I want a partied, I only went to college to get my degree and left, never like the college atmosphere. I liked the real world better wher I could gather my real skills.
Sadly though, my degree in Behavioral Science would have paid me the money I was making working for the airline. and I was in the International Rate Dept. and had to know almost more than some of the top exes did about how we treated out international passengers. I had to know all about baggage, currency conversion, customs and immigration, and help the ticket counters when a person came up and wanted to change their ticket. When that happened, we had to have the ticket itinerary read to us from the beginning and then what they wanted to change it to. We then had to recalculate it in the currency it was written in and converted the difference into USD. All international tickets then were also based on mileage and we also had to calculate that too. I was a lead in that department and was all by myself opening the department on 9/11. One of the other leads called in when the first plane hit and we thought it was an accident. Then when the second plane hit and another hit the Pentagon, we knew what was happening. anyhow, many of the upper management came in to help those in reservations who were talking to the passengers, but no one came down to rates. I was stuck trying to help the numerous ticket counters who were panicking all on my own. Thankfully, my supervisor finally came in and got someone from upper management to come down and help out. My shift that day was supposed to be from 5AM to 1:30 PM, but I didn't get home until after 7 PM.

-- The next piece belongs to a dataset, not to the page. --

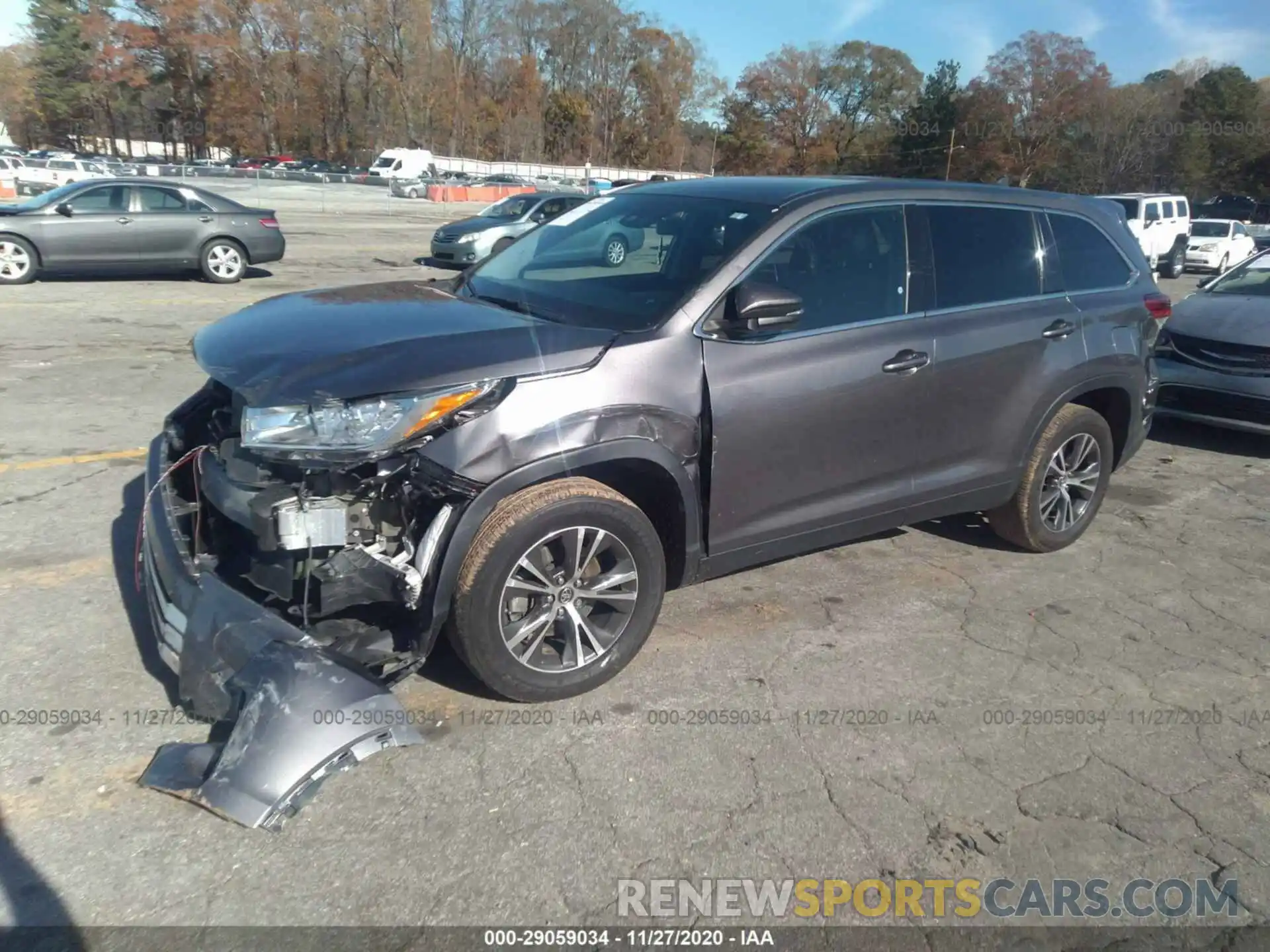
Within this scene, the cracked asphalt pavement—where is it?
[0,186,1270,926]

But, I loved that job and only got y degree to say I had one. I still dream about working rates even after being retired. I dreamed about it every singe night for the first year after I retired. I could still calculate an around the world fare from scratch because it's burned into my mind.
Never used my degree either, I work in transportation, love marketing and as long as I love doing what I do, I’ll never retire. In fact I have looked into consulting for small businesses to help them grow.

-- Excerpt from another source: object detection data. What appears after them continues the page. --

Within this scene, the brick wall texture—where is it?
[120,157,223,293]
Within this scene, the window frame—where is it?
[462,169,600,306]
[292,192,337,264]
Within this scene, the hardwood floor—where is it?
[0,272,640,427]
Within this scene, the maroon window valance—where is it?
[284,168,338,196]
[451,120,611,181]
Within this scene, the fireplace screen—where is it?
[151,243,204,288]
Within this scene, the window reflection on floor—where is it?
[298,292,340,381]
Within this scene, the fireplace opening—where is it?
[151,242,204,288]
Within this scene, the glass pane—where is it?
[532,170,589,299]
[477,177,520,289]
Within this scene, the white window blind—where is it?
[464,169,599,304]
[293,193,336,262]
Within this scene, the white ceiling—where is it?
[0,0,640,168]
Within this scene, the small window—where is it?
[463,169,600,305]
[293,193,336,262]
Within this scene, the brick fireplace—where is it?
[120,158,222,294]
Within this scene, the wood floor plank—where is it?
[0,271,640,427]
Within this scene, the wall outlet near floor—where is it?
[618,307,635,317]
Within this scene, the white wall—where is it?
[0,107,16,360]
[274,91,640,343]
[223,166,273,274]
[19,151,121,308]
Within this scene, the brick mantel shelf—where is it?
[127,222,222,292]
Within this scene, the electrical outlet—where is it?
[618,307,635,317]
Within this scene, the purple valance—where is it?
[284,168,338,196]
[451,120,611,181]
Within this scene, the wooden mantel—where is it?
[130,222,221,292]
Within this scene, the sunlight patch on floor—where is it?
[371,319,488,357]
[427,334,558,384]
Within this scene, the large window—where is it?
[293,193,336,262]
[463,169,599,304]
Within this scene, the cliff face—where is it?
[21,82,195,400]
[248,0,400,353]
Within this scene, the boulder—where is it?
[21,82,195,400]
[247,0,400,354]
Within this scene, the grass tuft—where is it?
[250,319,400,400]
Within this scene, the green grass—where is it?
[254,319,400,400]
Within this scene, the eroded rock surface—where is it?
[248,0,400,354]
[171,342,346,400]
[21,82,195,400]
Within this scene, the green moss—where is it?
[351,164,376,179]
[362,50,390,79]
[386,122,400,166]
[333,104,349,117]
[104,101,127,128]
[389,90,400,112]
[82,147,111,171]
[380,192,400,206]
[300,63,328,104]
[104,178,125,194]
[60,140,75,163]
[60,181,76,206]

My guy has a degree in electrical engineering and has only used it a few times. But he's about as handy with just about anything you can imagine and fixes everything around here from our cars to our roof to our wiring to our plumbing and more. He's a Gulf War Veteran too and is on VA disability for Gulf War Syndrome. His ship was docked off Saudi Arabia when we released canisters of Sarin gas over the ocean and it drifted down to his ship 300 miles away and coated it, got into the air supply, the water supply, and the food supply. It was very diluted by then, but it still did damage and that's how the diagnosis of Gulf War Syndrome came about because almost all of the military then was exposed to chemical warfare. It's what they call as presumptive. War is hell and I only wish we get out of the ones we're still in and not ever get into another one.
Sorry to hear about your guy, that is a shame. My father is in his nineties a WWII vet that served in Europe, he landed on Normandy a week or so after the first wave. He lifted engines into backs of trucks, had a friend blown up by a grenade, not more than 10ft away. He lost partial hearing, had a bad back and he never asked for a dime. He retired from work in the 80’s and it was only in 2009 that he applied for his disabilities brought on by the war. Never really talks much about the war but you can see now what effect it had on him. I would love to bring all the troops home and never have another child die in a war.